Looking at the MSDN documentation for CellValueNeeded it reads as though it's a standard visual event, simply fires as soon as a cell becomes "visible", i don't think it defines the logic it uses to understand visual partiality. It just seems as though it tries to prepare for the cell to become fully "in-view". I suspect any intermediary states are not exposed.

That said there are some suggestions here (SO reply) and here (weird web-blog) that mention the use of DataGridView.GetColumnDisplayRectangle with the intention of determining if the rectangle of the cell is within the bounds of the screen.

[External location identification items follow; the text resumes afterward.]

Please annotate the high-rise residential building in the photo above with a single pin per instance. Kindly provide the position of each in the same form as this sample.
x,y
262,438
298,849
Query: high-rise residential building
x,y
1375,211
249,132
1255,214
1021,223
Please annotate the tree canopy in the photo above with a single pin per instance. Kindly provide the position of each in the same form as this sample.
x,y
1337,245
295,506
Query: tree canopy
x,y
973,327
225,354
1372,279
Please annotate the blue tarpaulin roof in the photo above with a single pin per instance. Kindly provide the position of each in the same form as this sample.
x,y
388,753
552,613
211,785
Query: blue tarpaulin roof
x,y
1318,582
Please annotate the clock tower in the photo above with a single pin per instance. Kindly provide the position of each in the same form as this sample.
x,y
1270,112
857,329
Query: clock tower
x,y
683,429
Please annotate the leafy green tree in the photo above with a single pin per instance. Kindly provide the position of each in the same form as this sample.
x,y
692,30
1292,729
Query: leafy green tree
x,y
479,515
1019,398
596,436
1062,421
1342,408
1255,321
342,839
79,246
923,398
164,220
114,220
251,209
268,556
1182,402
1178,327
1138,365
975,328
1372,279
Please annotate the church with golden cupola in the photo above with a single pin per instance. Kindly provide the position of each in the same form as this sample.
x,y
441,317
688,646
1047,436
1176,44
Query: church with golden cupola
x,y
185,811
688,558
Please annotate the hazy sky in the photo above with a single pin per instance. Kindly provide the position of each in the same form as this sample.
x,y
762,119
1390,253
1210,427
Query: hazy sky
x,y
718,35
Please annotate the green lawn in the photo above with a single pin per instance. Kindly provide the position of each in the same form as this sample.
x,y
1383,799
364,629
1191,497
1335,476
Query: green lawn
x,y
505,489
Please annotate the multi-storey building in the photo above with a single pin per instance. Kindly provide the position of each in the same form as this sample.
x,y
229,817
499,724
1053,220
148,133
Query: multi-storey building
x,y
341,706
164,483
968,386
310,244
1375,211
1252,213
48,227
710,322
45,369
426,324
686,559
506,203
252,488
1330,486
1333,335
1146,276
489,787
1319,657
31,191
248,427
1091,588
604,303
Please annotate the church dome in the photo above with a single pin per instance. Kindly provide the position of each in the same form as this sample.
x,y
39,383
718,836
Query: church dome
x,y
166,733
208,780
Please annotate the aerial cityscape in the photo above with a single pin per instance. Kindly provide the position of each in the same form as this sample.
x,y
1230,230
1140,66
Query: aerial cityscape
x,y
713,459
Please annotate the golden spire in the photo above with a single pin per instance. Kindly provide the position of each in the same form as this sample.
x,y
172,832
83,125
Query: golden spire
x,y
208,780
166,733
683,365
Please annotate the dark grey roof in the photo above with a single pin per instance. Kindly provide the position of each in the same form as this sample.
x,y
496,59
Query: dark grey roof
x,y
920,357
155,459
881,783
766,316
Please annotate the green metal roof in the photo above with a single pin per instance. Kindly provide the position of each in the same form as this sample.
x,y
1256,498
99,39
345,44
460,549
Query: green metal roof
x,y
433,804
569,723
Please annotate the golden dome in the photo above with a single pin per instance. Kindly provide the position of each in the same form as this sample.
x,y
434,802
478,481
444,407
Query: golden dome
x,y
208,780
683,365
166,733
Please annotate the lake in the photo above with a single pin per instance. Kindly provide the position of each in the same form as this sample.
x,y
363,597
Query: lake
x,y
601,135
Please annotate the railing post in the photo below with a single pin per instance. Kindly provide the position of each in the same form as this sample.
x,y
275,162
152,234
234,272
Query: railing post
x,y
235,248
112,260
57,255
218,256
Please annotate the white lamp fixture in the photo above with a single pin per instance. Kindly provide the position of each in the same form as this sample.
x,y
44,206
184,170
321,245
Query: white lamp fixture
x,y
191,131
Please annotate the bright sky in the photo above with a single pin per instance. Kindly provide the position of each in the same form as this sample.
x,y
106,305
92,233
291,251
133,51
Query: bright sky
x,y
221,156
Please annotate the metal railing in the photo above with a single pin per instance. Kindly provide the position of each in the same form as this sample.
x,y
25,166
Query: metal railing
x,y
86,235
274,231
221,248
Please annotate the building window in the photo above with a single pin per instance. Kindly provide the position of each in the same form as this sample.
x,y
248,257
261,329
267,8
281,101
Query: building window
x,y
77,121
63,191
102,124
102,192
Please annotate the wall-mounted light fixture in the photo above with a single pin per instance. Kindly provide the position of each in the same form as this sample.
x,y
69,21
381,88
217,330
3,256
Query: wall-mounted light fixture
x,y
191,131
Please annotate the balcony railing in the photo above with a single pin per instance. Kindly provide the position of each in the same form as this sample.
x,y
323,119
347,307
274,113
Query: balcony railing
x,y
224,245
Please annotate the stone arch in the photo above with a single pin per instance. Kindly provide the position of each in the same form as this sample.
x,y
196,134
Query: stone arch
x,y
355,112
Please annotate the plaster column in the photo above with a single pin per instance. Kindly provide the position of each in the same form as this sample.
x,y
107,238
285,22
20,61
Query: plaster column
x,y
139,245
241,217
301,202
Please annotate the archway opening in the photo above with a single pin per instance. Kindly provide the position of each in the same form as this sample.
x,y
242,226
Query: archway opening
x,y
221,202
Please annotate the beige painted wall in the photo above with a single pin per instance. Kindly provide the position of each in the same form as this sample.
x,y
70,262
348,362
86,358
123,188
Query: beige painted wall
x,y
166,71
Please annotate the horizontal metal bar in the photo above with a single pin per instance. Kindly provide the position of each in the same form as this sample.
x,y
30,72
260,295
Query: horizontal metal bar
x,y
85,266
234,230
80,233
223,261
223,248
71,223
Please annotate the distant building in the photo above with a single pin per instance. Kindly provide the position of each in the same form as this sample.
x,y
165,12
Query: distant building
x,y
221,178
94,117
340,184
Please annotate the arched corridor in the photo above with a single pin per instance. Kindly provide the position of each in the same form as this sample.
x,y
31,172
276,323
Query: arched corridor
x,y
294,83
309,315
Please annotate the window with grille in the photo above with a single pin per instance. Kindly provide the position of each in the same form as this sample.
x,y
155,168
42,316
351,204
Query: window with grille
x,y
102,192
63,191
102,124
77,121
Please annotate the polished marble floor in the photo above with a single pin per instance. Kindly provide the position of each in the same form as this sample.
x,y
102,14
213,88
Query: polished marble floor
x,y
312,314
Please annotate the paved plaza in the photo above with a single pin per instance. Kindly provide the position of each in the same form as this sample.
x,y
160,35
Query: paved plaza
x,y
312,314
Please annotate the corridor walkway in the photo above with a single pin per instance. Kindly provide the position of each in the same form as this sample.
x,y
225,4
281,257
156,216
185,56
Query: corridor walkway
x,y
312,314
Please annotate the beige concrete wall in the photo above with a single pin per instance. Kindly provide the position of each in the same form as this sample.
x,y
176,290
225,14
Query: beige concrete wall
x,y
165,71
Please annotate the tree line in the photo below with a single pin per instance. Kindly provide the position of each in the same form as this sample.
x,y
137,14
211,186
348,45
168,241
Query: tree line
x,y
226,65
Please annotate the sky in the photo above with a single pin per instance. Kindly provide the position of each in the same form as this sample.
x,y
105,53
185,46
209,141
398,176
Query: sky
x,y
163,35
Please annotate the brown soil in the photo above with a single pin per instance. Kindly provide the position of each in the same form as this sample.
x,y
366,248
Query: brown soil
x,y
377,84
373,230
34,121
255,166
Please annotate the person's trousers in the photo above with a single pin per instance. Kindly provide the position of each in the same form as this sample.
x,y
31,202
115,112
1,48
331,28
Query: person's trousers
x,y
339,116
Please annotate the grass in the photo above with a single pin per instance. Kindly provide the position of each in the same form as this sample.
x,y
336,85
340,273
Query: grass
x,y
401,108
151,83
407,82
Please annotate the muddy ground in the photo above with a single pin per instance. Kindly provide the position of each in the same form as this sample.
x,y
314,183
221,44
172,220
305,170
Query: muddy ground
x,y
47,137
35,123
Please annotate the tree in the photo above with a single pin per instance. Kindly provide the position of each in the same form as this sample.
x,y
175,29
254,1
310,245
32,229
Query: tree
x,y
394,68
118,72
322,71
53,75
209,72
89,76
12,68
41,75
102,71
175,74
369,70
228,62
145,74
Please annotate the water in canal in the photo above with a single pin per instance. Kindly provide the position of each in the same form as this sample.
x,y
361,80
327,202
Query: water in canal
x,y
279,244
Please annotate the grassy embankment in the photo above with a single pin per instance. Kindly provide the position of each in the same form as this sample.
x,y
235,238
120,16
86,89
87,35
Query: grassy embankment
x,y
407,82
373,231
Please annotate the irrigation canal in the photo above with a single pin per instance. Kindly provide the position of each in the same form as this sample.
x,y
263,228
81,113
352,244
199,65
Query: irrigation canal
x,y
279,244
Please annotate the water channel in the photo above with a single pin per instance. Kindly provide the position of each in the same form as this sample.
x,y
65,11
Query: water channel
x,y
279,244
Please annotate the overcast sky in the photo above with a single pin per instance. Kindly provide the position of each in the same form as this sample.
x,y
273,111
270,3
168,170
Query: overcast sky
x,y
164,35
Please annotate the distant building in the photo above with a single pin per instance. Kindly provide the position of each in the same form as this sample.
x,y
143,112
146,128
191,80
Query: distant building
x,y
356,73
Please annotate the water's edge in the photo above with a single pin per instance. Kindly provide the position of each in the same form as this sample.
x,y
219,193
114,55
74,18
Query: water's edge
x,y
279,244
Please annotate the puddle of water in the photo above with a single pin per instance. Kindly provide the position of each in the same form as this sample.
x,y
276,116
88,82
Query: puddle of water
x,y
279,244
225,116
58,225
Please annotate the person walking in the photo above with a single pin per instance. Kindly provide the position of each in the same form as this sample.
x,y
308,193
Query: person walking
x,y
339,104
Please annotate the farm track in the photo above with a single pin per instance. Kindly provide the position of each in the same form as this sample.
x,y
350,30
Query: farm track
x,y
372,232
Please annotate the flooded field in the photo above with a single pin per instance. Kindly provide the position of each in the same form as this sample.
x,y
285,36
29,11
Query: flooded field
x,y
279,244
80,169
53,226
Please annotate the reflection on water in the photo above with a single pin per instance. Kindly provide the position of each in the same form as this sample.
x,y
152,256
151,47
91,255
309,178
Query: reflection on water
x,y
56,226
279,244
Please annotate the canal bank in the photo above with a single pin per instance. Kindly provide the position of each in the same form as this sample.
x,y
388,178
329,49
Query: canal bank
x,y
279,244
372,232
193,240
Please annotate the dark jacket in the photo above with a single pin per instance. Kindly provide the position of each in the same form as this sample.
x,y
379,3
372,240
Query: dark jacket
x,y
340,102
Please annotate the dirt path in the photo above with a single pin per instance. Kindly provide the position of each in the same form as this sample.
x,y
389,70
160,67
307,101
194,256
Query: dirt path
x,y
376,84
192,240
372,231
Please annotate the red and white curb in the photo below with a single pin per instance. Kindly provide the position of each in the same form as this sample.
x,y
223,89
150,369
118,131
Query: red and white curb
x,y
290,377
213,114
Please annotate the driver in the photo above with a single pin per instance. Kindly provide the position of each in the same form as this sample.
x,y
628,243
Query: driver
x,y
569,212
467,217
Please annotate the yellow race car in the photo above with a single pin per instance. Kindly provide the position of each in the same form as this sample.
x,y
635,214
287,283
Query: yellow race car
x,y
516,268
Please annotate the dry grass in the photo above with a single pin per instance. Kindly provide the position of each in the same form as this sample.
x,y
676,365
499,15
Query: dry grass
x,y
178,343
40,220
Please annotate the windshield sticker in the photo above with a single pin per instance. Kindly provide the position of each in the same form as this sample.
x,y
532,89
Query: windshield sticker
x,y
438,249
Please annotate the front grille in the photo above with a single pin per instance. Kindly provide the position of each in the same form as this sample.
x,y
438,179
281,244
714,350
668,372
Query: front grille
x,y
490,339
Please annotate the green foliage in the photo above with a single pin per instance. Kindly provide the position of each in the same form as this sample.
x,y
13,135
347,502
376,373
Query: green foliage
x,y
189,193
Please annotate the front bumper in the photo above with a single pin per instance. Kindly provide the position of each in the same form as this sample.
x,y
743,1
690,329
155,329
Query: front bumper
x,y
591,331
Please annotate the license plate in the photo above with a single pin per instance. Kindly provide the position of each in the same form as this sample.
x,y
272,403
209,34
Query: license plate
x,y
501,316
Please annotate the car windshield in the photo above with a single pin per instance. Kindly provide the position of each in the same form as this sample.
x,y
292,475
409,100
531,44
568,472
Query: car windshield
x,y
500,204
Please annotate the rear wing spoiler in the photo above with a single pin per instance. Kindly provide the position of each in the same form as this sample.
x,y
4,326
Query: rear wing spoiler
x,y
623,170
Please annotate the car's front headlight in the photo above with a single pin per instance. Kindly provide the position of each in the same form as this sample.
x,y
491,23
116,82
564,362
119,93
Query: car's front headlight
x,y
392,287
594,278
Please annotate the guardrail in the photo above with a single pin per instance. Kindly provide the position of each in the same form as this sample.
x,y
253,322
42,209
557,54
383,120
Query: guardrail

Here's a snippet from the web blog:

The second parameter to GetColumnDisplayRectangle is called CutOverFlow, which is a Boolean value that controls whether the function returns the complete column rectangle (even if the column is not completely visible) or only the portion of the column's rectangle that is visible.

By calling this method twice, once with CutOverFlow set to true and once with it set to false, you can create a function that compares the results and returns a Boolean value when the column is only partially visible:

Return dg.GetColumnDisplayRectangle(columnindex, False).Width = _
dg.GetColumnDisplayRectangle(columnindex, True).Width

This would allow you to stop processing when grid_Data_CellValueNeeded is called and the above returns false based on the last cells location.